Kup, umieść, zabłyśnij
Pisaliśmy już o finansowych aspektach zakupu paneli słonecznych. Ale jak konkretnie możemy o tym myśleć? Zakup jednego
panelu fotowoltaicznego będzie kosztował
około tysiąca złotych. Ile ich potrzeba, aby sprawdziły się w Twoim domu? Oczywiście, zależy to od wielkości domu. Przeciętnie wystarczy od dwunastu do dwudziestu paneli. Łączna wartość inwestycji wynosi więc od dziesięciu do dwudziestu tysięcy. Ale!
Zwrot kosztów jest błyskawiczny. Równanie jest proste - bez paneli słonecznych wydajesz tysiące złotych rocznie na energię elektryczną (koszt energii słonecznej jest wielokrotnie niższy), więc
zwróci Ci się to wszystko w ciągu kilku lat. Co więcej, jeśli spełnisz określone warunki, możesz uzyskać
wsparcie w postaci dotacji w ramach programu Mój Prąd. Szczegółowe warunki programu można znaleźć na stronie internetowej Ministerstwa Środowiska.
Nie tylko pieniądze sprawiają, że świat się kręci.
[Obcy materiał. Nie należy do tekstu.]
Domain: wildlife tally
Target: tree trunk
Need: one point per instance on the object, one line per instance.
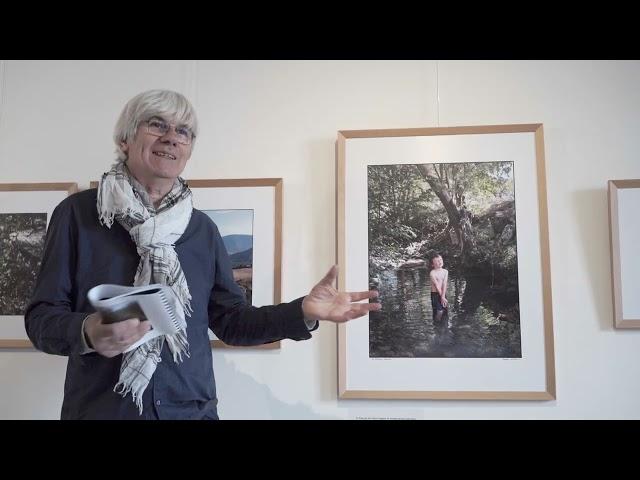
(458, 217)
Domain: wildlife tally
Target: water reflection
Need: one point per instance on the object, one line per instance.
(480, 323)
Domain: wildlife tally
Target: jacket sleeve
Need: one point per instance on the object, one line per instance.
(50, 323)
(236, 323)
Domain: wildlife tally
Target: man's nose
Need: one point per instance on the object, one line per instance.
(171, 136)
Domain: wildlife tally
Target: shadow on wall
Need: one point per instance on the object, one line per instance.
(592, 215)
(241, 397)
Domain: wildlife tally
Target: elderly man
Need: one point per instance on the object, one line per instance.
(139, 227)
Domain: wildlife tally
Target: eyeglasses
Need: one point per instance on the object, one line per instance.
(160, 128)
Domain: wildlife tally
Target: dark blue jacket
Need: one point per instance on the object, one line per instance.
(80, 254)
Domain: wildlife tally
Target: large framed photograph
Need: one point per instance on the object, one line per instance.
(450, 226)
(248, 213)
(25, 212)
(624, 229)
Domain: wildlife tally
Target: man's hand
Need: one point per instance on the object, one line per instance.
(111, 339)
(324, 302)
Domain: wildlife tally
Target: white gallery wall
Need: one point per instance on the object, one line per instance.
(280, 119)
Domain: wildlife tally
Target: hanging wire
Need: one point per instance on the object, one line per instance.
(438, 91)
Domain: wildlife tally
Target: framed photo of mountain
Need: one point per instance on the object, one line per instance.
(248, 214)
(25, 211)
(450, 226)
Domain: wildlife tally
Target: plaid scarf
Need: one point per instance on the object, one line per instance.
(154, 231)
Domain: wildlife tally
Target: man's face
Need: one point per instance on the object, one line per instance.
(153, 155)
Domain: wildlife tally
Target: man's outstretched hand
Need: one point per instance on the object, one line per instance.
(324, 302)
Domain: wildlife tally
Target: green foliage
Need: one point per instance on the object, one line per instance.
(407, 219)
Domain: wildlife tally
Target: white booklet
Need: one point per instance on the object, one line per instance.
(155, 303)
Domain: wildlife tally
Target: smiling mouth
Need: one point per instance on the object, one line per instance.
(164, 155)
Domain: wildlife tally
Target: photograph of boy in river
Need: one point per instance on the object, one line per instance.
(423, 214)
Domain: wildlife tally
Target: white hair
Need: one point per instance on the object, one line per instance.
(172, 106)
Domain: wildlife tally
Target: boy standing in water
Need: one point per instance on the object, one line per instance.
(439, 277)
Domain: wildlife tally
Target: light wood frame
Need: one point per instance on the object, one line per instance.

Energia słoneczna ze swej natury jest
przyjazna dla środowiska. Po prostu dlatego, że oprócz samych paneli potrzebne jest tylko światło słoneczne. Co więcej, wykorzystanie energii słonecznej w domu
pozwoli w dobry sposób uniezależnić się od zasilania z sieci energetycznej. Nie będziesz więc musiał obgryzać paznokci z powodu rosnących cen, tak samo jak
nie będziesz się denerwować z powodu przerw w dostawie prądu.
Czy przekonaliśmy Cię, że warto kupić kolektory słoneczne? Jeśli tak, to wystarczy zapoznać się z naszą
bogatą ofertą paneli słonecznych, zawierającą szczegółowe opisy ich zastosowań, i dodać je do koszyka.
W przypadku niektórych z nich uwzględniamy nawet rabat ilościowy - im więcej kupisz, tym mniej zapłacisz za panel. Już je otrzymałeś?
W takim razie wystarczy je odpowiednio rozmieścić. Najbardziej odpowiednim rozwiązaniem jest
dach domu ze względu na bezpośrednie nasłonecznienie. Zwłaszcza od
strony południowej, najlepiej o nachyleniu 25-38 stopni. Dach skierowany na
południowy wschód lub południowy zachód również nie stanowi przeszkody. Zalecamy unikanie strony północnej, która nie jest wystarczająco nasłoneczniona. I gotowe! Teraz wystarczy już tylko
cieszyć się pierwszą żarówką z własnej domowej elektrowni.